Speaker
Description
At CERN, for the High-Luminosity upgrade of the Large Hadron Collider (LHC), the cryogenics instrumentation team will produce 2,000 electronic cards to support 1,800 new instrumentation channels. These cards will integrate with the LHC’s existing infrastructure of 10,000 transducer cards and are therefore designed to be radiation tolerant. This paper describes the results of two irradiation test campaigns conducted at CERN’s CHARM facility in 2023 and 2024, aimed at validating the performance and resilience of the new electronics in a representative radiation environment.
Summary (500 words)
At CERN, for the High-Luminosity upgrade of the Large Hadron Collider (LHC), the cryogenic instrumentation team will produce 2,000 electronic cards to instrument 1,800 new channels. These cards will integrate into the LHC’s existing infrastructure of 10,000 transducer cards, designed to be radiation tolerant. To validate the tolerance of the selected components and designs, we conducted irradiation tests at CERN’s CHARM facility in 2023 and 2024. The CHARM facility features a mixed radiation field able to replicate diverse radiation environments such as space, the atmosphere, and accelerator facilities.
In the test campaign of 2023, we used two experimental setups to test 10 discrete components and two prototype cards. The components included PNP/NPN transistors, NMOS/PMOS MOSFETs, a DC/DC converter, an operational amplifier (Op-amp), a Thyristor Surge Suppressor (TSS), a PTC fuse, and two voltage regulators. The prototype cards consisted of a Digital Input Output (DIDO) card, and an Electrical Heater (EH) card tested in both AC mode and ON/OFF DC PWM mode. Additionally, a Wien Oscillator circuit using a JFET, an Op-amp, low-leakage capacitors, and diodes were evaluated. These setups were irradiated up to a Total Ionizing Dose (TID) of 1,740 Gy.

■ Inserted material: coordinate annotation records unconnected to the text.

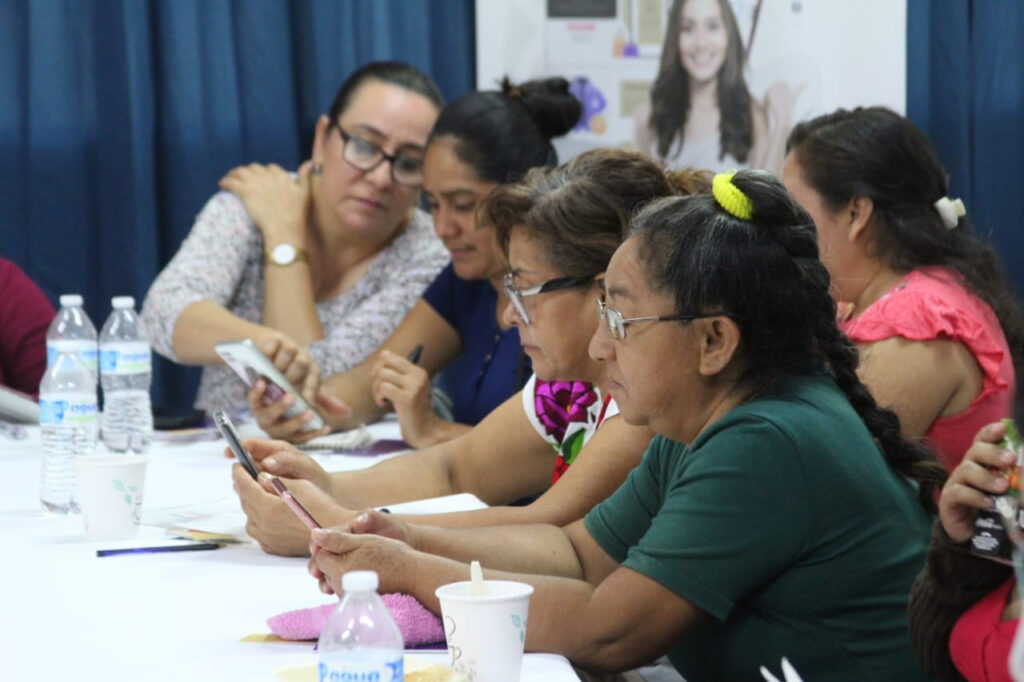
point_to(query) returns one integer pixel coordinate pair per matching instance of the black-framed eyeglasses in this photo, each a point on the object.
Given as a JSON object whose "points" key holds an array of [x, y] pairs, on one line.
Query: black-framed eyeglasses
{"points": [[515, 294], [366, 156], [617, 324]]}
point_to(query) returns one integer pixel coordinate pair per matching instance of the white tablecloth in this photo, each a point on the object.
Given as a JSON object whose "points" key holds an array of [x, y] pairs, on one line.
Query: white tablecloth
{"points": [[67, 614]]}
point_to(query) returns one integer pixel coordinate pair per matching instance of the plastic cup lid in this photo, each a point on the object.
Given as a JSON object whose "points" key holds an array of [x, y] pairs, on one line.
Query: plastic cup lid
{"points": [[359, 581]]}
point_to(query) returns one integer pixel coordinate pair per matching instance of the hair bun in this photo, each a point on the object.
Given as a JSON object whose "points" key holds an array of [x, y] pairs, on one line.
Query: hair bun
{"points": [[549, 101]]}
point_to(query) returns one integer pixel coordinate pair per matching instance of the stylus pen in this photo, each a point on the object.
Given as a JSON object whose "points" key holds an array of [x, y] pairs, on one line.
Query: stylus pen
{"points": [[195, 547], [414, 356]]}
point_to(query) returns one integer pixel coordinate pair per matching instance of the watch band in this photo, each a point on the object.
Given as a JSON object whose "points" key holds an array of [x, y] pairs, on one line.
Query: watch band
{"points": [[285, 254]]}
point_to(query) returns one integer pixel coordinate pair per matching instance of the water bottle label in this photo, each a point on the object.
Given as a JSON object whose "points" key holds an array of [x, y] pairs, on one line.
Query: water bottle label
{"points": [[340, 669], [85, 349], [125, 357], [68, 410]]}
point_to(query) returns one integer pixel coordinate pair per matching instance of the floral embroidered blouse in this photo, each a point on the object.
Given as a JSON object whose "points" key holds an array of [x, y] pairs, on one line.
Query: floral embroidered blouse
{"points": [[566, 414], [222, 260]]}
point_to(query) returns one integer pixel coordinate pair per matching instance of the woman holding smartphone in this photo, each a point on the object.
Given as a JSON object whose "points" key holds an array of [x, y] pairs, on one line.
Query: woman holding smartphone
{"points": [[773, 471], [316, 267], [480, 141], [561, 426]]}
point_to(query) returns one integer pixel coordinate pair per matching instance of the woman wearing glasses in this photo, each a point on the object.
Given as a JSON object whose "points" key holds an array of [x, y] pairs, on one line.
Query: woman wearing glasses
{"points": [[481, 140], [576, 216], [317, 267], [777, 512]]}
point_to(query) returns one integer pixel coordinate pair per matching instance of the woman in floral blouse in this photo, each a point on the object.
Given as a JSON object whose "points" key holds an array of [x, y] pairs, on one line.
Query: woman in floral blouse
{"points": [[316, 267]]}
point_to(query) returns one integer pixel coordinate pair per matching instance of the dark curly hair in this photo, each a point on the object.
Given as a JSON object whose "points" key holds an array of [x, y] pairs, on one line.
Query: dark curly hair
{"points": [[670, 96], [503, 134], [393, 73], [879, 154], [580, 211], [788, 328]]}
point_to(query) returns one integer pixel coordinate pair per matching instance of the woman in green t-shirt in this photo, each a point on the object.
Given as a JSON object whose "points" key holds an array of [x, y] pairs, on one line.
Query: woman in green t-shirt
{"points": [[791, 523]]}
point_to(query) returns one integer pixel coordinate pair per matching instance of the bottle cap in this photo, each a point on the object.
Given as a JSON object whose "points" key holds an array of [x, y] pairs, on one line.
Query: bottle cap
{"points": [[359, 581]]}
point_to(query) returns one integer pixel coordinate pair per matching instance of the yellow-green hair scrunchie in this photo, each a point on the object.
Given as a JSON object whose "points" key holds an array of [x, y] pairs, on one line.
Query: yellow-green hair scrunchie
{"points": [[730, 197]]}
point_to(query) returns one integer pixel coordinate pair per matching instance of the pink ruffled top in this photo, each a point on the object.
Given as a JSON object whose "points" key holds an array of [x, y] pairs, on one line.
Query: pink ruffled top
{"points": [[930, 303], [980, 642]]}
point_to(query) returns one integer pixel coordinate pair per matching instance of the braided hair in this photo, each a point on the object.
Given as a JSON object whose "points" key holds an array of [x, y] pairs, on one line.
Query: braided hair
{"points": [[788, 328]]}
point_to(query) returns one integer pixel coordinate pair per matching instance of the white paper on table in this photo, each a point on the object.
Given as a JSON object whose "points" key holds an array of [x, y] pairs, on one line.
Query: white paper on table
{"points": [[448, 503]]}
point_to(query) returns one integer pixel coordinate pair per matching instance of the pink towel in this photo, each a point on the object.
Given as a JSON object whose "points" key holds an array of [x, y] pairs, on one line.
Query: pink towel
{"points": [[418, 625]]}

In the 2024 test campaign, five setups were employed to evaluate 15 discrete components, three prototype electronic cards, an add-on auto reset module for our communication cards using the WorldFIP fieldbus protocol, a communication card using the NanoFIP module (a variant of the WorldFIP fieldbus developed by CERN), a tray with ventilator units, and two additional prototype cards. The components tested included an oscillator, an ADC, an op-amp, a JFET, a DC/DC converter, a voltage reference, three level translators, three linear voltage regulators, an isolator, and two switching regulators. The DIDO and EH prototype cards were tested again, incorporating improvements related to component radiation tolerance. These setups were irradiated up to a TID of 1,476 Gy.
For the FPGAs used in our designs, the paper compares results from earlier irradiation campaigns (2016-2018) using the Smartfusion® 2 FPGA with those of the 2023 and 2024 using the Igloo® 2 FPGA. The comparison includes TID, Single Event Latchups (SELs), and Single Event Functional Interrupts (SEFIs). The most recent FPGA configurations achieved zero SELs and SEFIs, demonstrating significant robustness under irradiation with cross-sections lower than 6.85 x 10-14 cm2/device for high-energy hadrons (HEH, E > 20 MeV). FPGA TID failure thresholds were typically above 600 Gy, with some devices reaching up to 850 Gy, particularly in designs with sufficient timing slack.
Furthermore, in the 2024 campaign, we enabled the High-Performance Memory Subsystem (HPMS) of the FPGAs to read data from the Embedded Nonvolatile Memory (eNVM). This configuration was tested, with the FPGAs able to correctly access stored data up to the end of their TID life.
These irradiation campaigns are part of a comprehensive qualification program for the development of radiation-tolerant electronics for the HL-LHC cryogenic systems. The data validate the selected technologies and design approaches, supporting the reliable production of the electronic cards required for deployment in the LHC radiation environment.